La Chiesa italiana tra politico e culturale

 

Due rilievi iniziali. Anzitutto la battaglia che oggi si combatte in Italia è evidentemente anche politica. La Chiesa è accusata di essere una lobby politica. E dato il suo radicamento nel popolo cristiano – è una Chiesa di popolo – non può non guardare con preoccupazione una politica che, per dissidi interni ai partiti, non riesce a portare avanti le riforme che il popolo si aspetta. Riforme che non sono certamente quelle che le forze politiche ispirate al laicismo propongono con insistenza come se la legalizzazione dell’eutanasia e del suicidio assistito potessero risolvere i problemi davvero prioritari dell’occupazione giovanile, dell’immenso debito pubblico, della micro e macro criminalità, dell’arretratezza delle opere pubbliche, di una vera politica verso la famiglia..
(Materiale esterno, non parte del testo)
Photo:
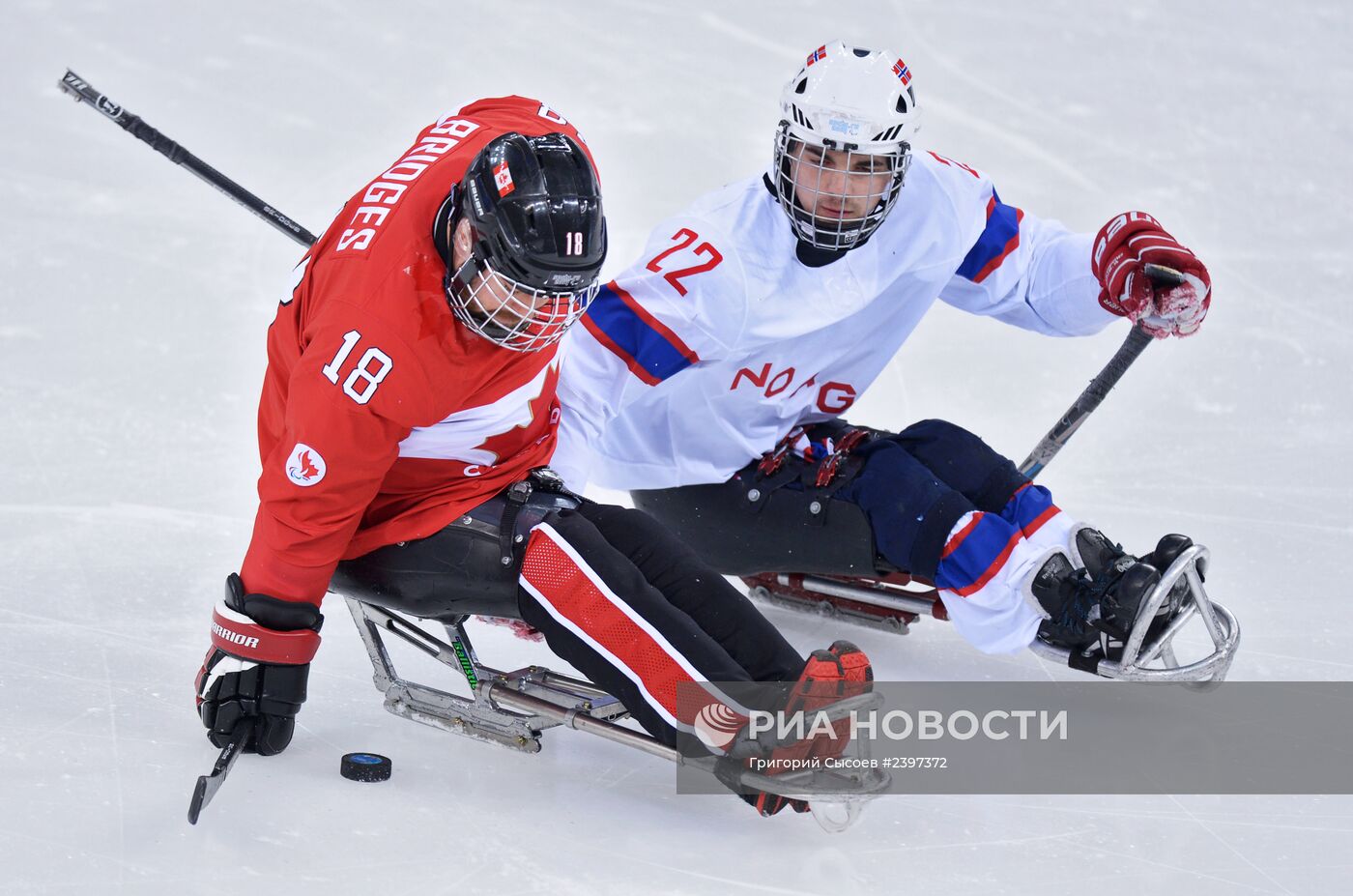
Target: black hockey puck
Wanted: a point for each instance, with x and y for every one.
(365, 766)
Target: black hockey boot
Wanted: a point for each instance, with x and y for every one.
(1166, 551)
(1081, 605)
(1100, 555)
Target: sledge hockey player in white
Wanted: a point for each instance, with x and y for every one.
(709, 378)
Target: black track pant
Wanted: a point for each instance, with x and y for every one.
(893, 506)
(615, 594)
(639, 614)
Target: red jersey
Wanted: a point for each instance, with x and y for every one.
(382, 419)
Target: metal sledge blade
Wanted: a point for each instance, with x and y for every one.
(209, 784)
(1133, 662)
(836, 817)
(888, 602)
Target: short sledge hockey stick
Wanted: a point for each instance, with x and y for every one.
(83, 91)
(1095, 392)
(209, 784)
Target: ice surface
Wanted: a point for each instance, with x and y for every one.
(135, 302)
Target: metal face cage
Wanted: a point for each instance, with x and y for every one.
(835, 193)
(509, 313)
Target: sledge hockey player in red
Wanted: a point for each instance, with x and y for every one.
(410, 406)
(710, 376)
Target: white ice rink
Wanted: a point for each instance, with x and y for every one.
(135, 302)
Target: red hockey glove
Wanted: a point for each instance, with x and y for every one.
(1122, 250)
(257, 668)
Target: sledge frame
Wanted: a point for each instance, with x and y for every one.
(895, 601)
(513, 709)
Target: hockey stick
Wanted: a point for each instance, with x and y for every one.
(1095, 392)
(81, 91)
(209, 784)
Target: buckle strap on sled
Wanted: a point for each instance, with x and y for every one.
(538, 480)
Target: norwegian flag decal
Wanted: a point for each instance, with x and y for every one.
(903, 73)
(503, 178)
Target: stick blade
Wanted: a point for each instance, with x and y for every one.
(200, 797)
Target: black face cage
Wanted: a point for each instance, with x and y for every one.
(843, 185)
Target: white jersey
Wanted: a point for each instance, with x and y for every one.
(720, 340)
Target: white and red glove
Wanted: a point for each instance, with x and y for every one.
(1161, 306)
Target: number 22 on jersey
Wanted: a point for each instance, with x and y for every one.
(365, 376)
(683, 239)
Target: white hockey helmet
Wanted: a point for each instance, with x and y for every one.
(843, 145)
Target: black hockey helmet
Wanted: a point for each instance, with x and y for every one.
(533, 205)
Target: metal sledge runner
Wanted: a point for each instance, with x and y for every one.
(514, 708)
(893, 601)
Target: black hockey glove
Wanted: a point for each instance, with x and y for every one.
(257, 666)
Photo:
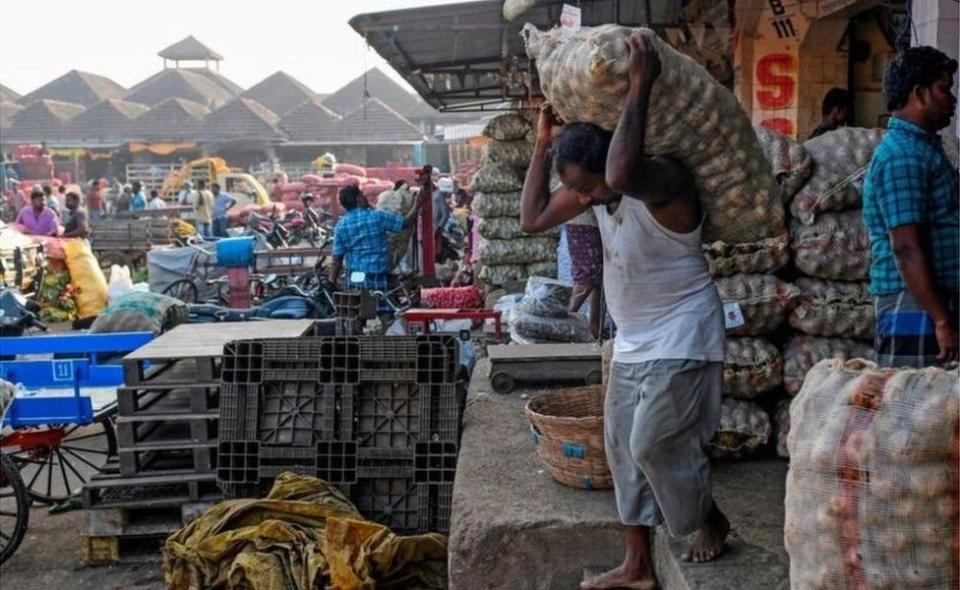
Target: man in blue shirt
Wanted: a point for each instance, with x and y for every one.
(360, 238)
(910, 208)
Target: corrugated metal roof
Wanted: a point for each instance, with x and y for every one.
(189, 48)
(76, 87)
(465, 56)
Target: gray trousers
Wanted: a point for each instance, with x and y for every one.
(658, 418)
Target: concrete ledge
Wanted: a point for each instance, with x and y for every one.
(514, 527)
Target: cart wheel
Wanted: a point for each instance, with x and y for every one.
(502, 383)
(183, 289)
(14, 508)
(593, 378)
(56, 461)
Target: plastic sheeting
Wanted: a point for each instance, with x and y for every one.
(305, 535)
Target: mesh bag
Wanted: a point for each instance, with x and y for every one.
(496, 178)
(727, 259)
(752, 367)
(744, 428)
(840, 158)
(781, 427)
(836, 246)
(803, 352)
(871, 499)
(517, 251)
(789, 160)
(507, 127)
(763, 299)
(514, 154)
(699, 122)
(831, 308)
(496, 204)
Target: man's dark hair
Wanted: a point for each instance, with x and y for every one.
(582, 144)
(349, 197)
(916, 66)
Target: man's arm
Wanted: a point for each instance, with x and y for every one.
(917, 273)
(539, 210)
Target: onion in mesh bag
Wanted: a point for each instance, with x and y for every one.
(803, 352)
(763, 299)
(871, 498)
(836, 246)
(755, 257)
(831, 308)
(840, 160)
(507, 127)
(791, 163)
(517, 251)
(496, 178)
(496, 204)
(744, 428)
(752, 367)
(546, 298)
(699, 122)
(514, 154)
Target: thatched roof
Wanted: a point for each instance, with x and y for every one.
(309, 122)
(177, 83)
(243, 118)
(373, 122)
(8, 95)
(173, 119)
(109, 119)
(76, 87)
(43, 120)
(280, 92)
(188, 49)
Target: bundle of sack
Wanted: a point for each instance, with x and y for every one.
(503, 253)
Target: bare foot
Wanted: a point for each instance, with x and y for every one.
(620, 577)
(707, 543)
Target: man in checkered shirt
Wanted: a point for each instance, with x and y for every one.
(910, 208)
(360, 238)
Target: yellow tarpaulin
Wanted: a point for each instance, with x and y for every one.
(305, 535)
(161, 149)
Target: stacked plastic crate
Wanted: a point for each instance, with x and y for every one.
(375, 415)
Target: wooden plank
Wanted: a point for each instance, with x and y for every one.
(207, 340)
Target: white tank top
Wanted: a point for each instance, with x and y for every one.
(658, 288)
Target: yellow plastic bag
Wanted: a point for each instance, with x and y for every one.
(85, 275)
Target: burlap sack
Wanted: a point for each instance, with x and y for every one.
(803, 352)
(507, 127)
(831, 308)
(744, 428)
(751, 368)
(840, 161)
(764, 301)
(694, 119)
(790, 162)
(496, 178)
(754, 257)
(517, 251)
(836, 246)
(871, 498)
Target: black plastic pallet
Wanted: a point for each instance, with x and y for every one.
(168, 399)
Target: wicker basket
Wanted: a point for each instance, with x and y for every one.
(567, 427)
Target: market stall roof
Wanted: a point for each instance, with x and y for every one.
(189, 49)
(464, 56)
(77, 87)
(280, 92)
(8, 95)
(178, 83)
(173, 119)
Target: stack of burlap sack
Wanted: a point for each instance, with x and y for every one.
(503, 253)
(794, 290)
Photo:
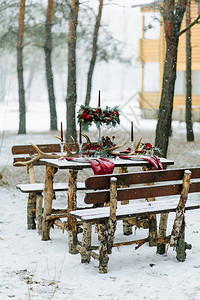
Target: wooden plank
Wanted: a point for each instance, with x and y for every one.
(103, 181)
(100, 197)
(39, 187)
(46, 148)
(130, 211)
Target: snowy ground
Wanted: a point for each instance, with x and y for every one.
(34, 269)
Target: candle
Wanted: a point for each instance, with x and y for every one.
(99, 104)
(80, 135)
(131, 131)
(61, 133)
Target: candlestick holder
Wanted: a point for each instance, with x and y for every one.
(80, 148)
(61, 150)
(99, 135)
(132, 146)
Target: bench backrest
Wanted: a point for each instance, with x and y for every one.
(167, 183)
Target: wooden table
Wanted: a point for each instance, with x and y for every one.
(74, 167)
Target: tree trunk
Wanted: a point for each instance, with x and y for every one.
(173, 16)
(166, 103)
(22, 106)
(71, 82)
(188, 106)
(48, 65)
(94, 53)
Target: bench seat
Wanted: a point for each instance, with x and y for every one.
(132, 210)
(39, 187)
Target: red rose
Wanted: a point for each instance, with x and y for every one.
(148, 146)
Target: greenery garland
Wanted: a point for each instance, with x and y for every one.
(88, 115)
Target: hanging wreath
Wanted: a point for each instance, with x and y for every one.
(88, 115)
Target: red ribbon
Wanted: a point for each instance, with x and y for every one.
(102, 166)
(153, 160)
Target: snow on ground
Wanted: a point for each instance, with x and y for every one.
(34, 269)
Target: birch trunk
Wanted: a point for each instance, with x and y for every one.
(22, 106)
(71, 81)
(48, 66)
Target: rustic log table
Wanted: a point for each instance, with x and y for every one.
(73, 167)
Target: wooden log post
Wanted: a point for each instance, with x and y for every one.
(113, 208)
(39, 213)
(72, 205)
(48, 196)
(127, 228)
(177, 239)
(103, 253)
(86, 243)
(152, 218)
(31, 207)
(162, 233)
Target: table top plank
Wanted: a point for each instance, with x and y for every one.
(79, 165)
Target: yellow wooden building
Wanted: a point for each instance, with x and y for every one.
(152, 56)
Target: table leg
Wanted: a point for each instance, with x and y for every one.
(127, 228)
(162, 232)
(72, 205)
(48, 196)
(152, 219)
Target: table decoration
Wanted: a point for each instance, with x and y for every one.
(132, 139)
(61, 143)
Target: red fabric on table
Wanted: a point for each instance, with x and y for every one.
(102, 166)
(154, 160)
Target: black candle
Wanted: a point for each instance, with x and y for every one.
(99, 101)
(131, 131)
(80, 135)
(61, 134)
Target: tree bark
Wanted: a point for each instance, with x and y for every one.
(173, 16)
(22, 106)
(71, 82)
(48, 66)
(188, 106)
(94, 53)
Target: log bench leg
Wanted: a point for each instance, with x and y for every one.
(48, 197)
(72, 205)
(177, 239)
(85, 253)
(127, 228)
(31, 207)
(103, 253)
(39, 205)
(162, 233)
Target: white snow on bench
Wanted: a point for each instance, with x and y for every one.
(131, 210)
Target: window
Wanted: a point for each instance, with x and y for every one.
(151, 77)
(152, 26)
(196, 82)
(180, 83)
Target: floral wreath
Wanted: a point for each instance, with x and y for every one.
(88, 115)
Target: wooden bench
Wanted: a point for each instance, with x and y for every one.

Ma c’è un’altra e più dura battaglia che la Chiesa italiana deve affrontare, quella culturale. Si vogliono cioè imporre al nostro Paese idee, modi di pensare e di sentire, modelli culturali ispirati al soggettivismo individualista e al relativismo etico, secondo cui non esistono principi etici e norme morali oggettivamente validi. È evidente lo sconcerto di gran parte del mondo laico per questo nuovo protagonismo cattolico in un campo, quello culturale, che un certo laicismo ritiene essere di sua esclusiva competenza. Di qui le accuse rivolte alla Chiesa di perseguire interessi di parte, di non rispettare la libertà religiosa e le diverse sensibilità presenti in una società pluralistica, di identificare indebitamente l’Italia tout court con l’Italia cattolica. La Chiesa non può non intervenire, non può non parlare con chiarezza senza che qualcuno si senta offeso. Donde le accuse di cui traboccano i giornali contro l'invadenza della Chiesa, la sua interferenza nei problemi vitali della vita civile (cfr. La Civiltà Cattolica, 17 marzo 2007).

Un discorso più ampio a documentato è stato fatto da Franco Garelli, docente di Sociologia della Religione nella Facoltà di Scienze politiche dell’Università di Torino nel suo saggio L’Italia cattolica nell’epoca del pluralismo, Il Mulino 2006.

Per il sociologo torinese il cattolicesimo continua ad essere il punto di riferimento per ampie quote del popolo italiano e la Chiesa torna alla ribalta della scena pubblica: il dinamismo delle istituzioni e dei gruppi cattolici sembra essere il fenomeno emergente oggi. Certo, crescono i musulmani, avanzano i cristiani ortodossi con l’arrivo di nuovi popoli slavi nell’Europa unita, ma questo non solo non indebolisce la presenza della Chiesa che ne fa scaturire nuove forze. A parte le statistiche, il consenso più ampio che la Chiesa italiana riscuote è la difesa dei valori etici in un tempo di relativismo morale, il ricupero del senso della vita, punto dolente della nostra cultura. È significativo il fatto che oggi non pochi uomini di cultura, senza essere credenti, vedano con simpatia le prese di posizione della Chiesa nei campi della famiglia, della bioetica, dell’eutanasia, dell’aborto. In un tempo in cui dominano dubbi e incertezze sui problemi essenziali della vita umana, nota Garelli “una parte della popolazione italiana può essere estranea a una vita di fede, ma può maturare un generale senso di appartenenza al cattolicesimo per il richiamo sui valori fondanti che esso è in grado di riattualizzare anche nella società dell’incertezza”. E ancora: “Rispetto al passato, la fede religiosa non è più considerata una debolezza psicologica, il segno di un limite umano o dell’incapacità di raggiungere una condizione di maturità”. Le grandi tesi dell’illuminismo stanno entrando nell’ombra.